Carry On Campus Carries On

Image of Jason Murphey

(Will Oklahoma escape the major economic downturn affecting other parts of the country right now? If not, how should the state government respond to reduced revenues and stagnant or shortfall budgets? Read DocHoc's commentary this week in the Oklahoma Gazette.)

(Again, Okie Funk dedicates Steve Earle's song "City of Immigrants" to state Rep. Randy Terrill. Click on the link and turn up the speakers.)

(Update: The Oklahoma Senate voted Thursday to cut off consideration of amendments, and this stopped the latest effort to revive the "Carry On Campus" gun bill as described in the below post. But will there be more attempts in the future to pass the legislation?)

A legislative proposal that would allow college students to carry concealed weapons in classrooms is still alive despite overwhelming opposition from higher education administrators and faculty.

The disparity in opinion between those Oklahoma legislators who want to arm students and those in higher education who want to keep guns off college campuses defines the declining political health in this state. When lawmakers stop listening to reasonable arguments from its top public educators, then it is way past time for all the state’s educators to get more directly involved in the political process.
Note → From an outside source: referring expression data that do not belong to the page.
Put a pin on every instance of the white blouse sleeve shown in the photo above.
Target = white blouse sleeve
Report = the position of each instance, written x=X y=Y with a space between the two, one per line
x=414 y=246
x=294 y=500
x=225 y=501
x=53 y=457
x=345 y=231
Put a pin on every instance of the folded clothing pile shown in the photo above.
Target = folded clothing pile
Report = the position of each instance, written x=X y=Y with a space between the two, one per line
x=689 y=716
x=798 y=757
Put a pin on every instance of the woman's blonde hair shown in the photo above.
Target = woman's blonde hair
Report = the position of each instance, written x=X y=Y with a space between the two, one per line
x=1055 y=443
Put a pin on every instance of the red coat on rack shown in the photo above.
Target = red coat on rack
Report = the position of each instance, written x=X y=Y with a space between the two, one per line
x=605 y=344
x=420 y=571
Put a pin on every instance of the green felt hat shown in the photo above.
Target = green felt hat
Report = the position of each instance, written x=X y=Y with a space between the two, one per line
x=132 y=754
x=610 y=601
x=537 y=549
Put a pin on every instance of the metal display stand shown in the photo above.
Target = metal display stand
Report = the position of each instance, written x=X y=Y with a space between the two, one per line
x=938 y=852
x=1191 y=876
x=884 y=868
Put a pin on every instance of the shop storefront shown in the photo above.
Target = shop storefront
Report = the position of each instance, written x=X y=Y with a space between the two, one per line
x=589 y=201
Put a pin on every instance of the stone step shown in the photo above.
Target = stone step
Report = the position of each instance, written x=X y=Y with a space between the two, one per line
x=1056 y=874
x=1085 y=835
The gun legislation was initially advanced by state Rep. Jason Murphey (R-Guthrie), pictured right, who introduced a bill, dubbed “Carry On Campus,” that would allow specifically trained students and faculty to carry concealed weapons on college campus. (Murphey is also a self-proclaimed strong supporter of controversial state Rep. Sally Kern (R-Oklahoma City), whose recent insensitive remarks about gay people made national news.) His argument has been that armed students and faculty might be able to prevent shooting incidents like the recent episode at Virginia Tech University. The bill, supported by the National Rife Association and its Oklahoma affiliate, passed the House by a wide margin and went to the Senate. A Senate committee then refused to hear the bill, and the measure was unofficially declared dead.

But under Oklahoma Legislature rules, bills can be amended to include the language of other bills. This is a common practice. Consequently, state Sen. Anthony Sykes (R-Moore) has filed an amendment including the gun proposal on House Bill 2606, which is actually legislation dealing with peeping Toms, according to media reports. Fortunately, the Oklahoma Senate voted Thursday to cut off consideration of amendments. This stops the latest effort to revive the "Carry On Campus" gun bill. Will there be more attempts to get the legislation passed?

All of the state’s college presidents, including University of Oklahoma President David Boren, Oklahoma State University President Burns Hargis and University of Central Oklahoma President Roger Webb, have come out publicly against the bill. Most faculty organizations oppose the bill as well. Their argument is that allowing guns on campus could actually increase the risk of shooting incidents, inhibit faculty and student recruitment and obviously disrupt learning environments.

Here are some questions to consider: Would the bill create armed campus vigilantes, who self-designate themselves as members of a quasi-law enforcement group? What if an armed student misread classroom events and started firing for no reason? Would you want your child sitting next to an armed student, who was emotionally distraught on any given day?

Gov. Brad Henry should veto the legislation if it makes it through, but a greater need is for college educators at all levels to become more directly involved in the political process here. For too long, the neoconservatives have advanced their agenda here in Oklahoma with little dissent or even tacit approval from some in higher education. Now the state has become a junkyard for dead, conservative ideologies. Do you think the gun bill is bad? Do you think the neoconservatives will stop here? What type of legislation will they come up with next year and the year after that? It is time for change. Get involved.